Technology bulls on Tuesday actually bought good news, and the Nasdaq 100 spurted 0.5% higher to 14,410, states Jon Markman, editor of Strategic Advantage.

It has been a rough patch for bulls. Sentiment flipped to bearish and professional money managers have used every opportunity to lighten position sizing.

Even good news brought sellers, like the blowout earnings report last week from Meta Platforms (META). Bears started to win the battle of narratives, the idea that valuations are simply too high given the outlook for a 2024 corporate earnings recession.

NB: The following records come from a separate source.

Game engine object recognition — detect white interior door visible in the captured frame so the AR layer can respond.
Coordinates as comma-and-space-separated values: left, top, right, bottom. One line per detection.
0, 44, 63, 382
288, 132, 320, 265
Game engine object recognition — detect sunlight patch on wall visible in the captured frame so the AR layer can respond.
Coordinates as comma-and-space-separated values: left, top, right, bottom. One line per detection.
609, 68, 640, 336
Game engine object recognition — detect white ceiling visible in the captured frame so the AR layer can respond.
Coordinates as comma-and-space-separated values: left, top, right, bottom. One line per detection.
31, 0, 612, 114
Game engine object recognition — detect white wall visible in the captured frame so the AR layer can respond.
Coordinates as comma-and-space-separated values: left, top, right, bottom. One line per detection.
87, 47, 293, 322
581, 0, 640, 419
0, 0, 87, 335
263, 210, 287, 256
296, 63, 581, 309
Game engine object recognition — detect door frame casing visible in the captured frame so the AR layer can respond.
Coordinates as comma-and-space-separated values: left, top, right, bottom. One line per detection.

This talking point is now embedded among pros. The response on Tuesday to a stronger financial report at Arista Networks (ANET) was a welcome respite for bulls. Arista is a major supplier of networking gear to Microsoft and Meta Platforms.

Executives at the latter committed last week to $35 billion in 2024 new capital expenditures. This astonishing figure provides a glimpse of the enormous opportunity ahead in artificial intelligence. The biggest companies in the world are spending lavishly to get ahead of AI projects. There will be no earnings recession for IT infrastructure providers.

Arista shares jumped Tuesday by 14% to a record high. The pockets of strength within the NDX make it difficult to totally buy into the bearish doom and gloom. Unlike the S&P 500, technology bulls have yet to cede critical support for the NDX at 13,956, the rising 200-day moving average.

There is resistance for the benchmark at 14,655, and 14,955, the falling 20-day and 50-day moving averages, respectively.

We plan to provide more rationale for a positive point of view for bulls as soon as Wednesday.

Nasdaq Timing Model: Our timing model is now neutral; however, we are looking for a violent rally for the NDX from support at 13,656. We plan to add new bullish positions soon.